The Leafs coach wouldn’t reveal what time Kapanen was supposed to report for practice Friday, but it couldn’t have been too onerous — especially since the team was coming off a travel day home from Dallas. They were scheduled to take the ice at noon and players typically arrive at the practice rink no later than an hour before then.
Kapanen skated with his Leafs teammates that afternoon so there was no hint to reporters that anything was amiss until he was replaced by Dmytro Timashov in the warmup immediately before Saturday’s game.

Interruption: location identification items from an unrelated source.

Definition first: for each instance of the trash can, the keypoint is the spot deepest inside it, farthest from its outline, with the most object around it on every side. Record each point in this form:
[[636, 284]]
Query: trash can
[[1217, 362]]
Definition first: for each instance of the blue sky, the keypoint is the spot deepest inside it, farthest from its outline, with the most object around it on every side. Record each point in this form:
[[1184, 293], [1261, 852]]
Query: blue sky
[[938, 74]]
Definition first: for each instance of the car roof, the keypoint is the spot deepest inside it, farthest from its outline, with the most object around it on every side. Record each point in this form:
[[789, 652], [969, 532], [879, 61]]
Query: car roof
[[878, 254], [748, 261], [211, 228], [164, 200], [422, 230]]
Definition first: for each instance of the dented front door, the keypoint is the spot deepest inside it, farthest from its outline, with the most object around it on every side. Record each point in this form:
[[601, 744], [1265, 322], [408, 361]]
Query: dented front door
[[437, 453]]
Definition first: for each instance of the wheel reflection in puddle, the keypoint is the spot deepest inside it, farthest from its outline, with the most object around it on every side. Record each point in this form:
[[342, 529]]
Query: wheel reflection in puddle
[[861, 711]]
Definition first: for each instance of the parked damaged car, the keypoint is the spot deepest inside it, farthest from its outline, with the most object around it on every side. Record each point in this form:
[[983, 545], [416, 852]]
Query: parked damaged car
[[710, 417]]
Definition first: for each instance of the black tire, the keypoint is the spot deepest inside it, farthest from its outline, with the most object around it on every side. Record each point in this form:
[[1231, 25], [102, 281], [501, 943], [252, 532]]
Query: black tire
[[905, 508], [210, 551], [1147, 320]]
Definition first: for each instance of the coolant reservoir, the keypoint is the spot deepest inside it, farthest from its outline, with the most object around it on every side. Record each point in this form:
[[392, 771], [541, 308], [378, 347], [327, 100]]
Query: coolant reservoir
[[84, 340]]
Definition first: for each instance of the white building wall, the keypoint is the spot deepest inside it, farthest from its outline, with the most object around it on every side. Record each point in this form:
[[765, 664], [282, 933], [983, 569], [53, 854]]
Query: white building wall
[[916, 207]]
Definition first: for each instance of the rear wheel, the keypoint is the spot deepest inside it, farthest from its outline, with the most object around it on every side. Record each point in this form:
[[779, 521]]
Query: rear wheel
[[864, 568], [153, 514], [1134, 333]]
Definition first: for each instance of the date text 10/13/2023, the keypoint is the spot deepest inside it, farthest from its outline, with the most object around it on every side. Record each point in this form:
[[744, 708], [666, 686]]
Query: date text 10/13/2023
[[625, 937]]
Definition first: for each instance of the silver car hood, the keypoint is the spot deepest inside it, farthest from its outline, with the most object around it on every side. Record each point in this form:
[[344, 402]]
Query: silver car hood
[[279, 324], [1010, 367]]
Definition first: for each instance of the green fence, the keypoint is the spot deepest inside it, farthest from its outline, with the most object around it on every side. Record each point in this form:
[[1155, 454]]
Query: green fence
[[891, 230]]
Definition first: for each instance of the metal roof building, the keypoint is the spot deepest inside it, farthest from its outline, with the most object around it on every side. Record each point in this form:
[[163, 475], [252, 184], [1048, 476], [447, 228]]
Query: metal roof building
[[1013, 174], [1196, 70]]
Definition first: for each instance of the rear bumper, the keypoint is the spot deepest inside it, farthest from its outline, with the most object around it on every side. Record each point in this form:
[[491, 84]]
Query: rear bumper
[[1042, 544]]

“It was just an honest mistake,” said Kapanen. “I was late to practice that day on Friday and they felt like sitting me out was something I deserved and I agree. So I’ve just got to take responsibility for that.”
If this is part of a concerning pattern of behaviour, you can understand why the Leafs chose to make an example of Kapanen rather than, say, issuing him a fine or punishing him behind closed doors.
There’s a certain amount of embarrassment tied to this even if Kapanen indicated that his scratch wasn’t followed by a period of introspection.
“I mean I just overslept, I don’t really know what there is to think about,” he said. “Obviously I don’t want my teammates to think that I’m not serious about this or whatnot. They sat me out and that’s it.”
In the larger picture, it’s fair to wonder about what this means for his long-term future with the organization. Nazem Kadri got things on track after a team-imposed, three-game suspension following a missed practice in March 2015, but he never fully regained the trust of his superiors before getting traded to Colorado last summer.
Kapanen’s name has already been mentioned in trade rumours because of the Leafs forward depth. He’s also seen a reduced role under Keefe, going from averaging 17:05 per game under Babcock to 15:08 since that coaching change.
While he doesn’t think this incident will compromise his standing inside the organization — “Nope. No,” he answered when asked directly about that — it’s hard to imagine the Leafs remaining patient with him if they don’t see some changes.
For it’s not the scratch alone that tells us Kapanen is skating toward thin ice here, but the way his bosses left him to clean up the mess he made.
“I’m a grown man and I know what I did was wrong,” he said before Monday’s game against Florida. “I’ve just got to live up to it, and just forget about it, and just get back at it.”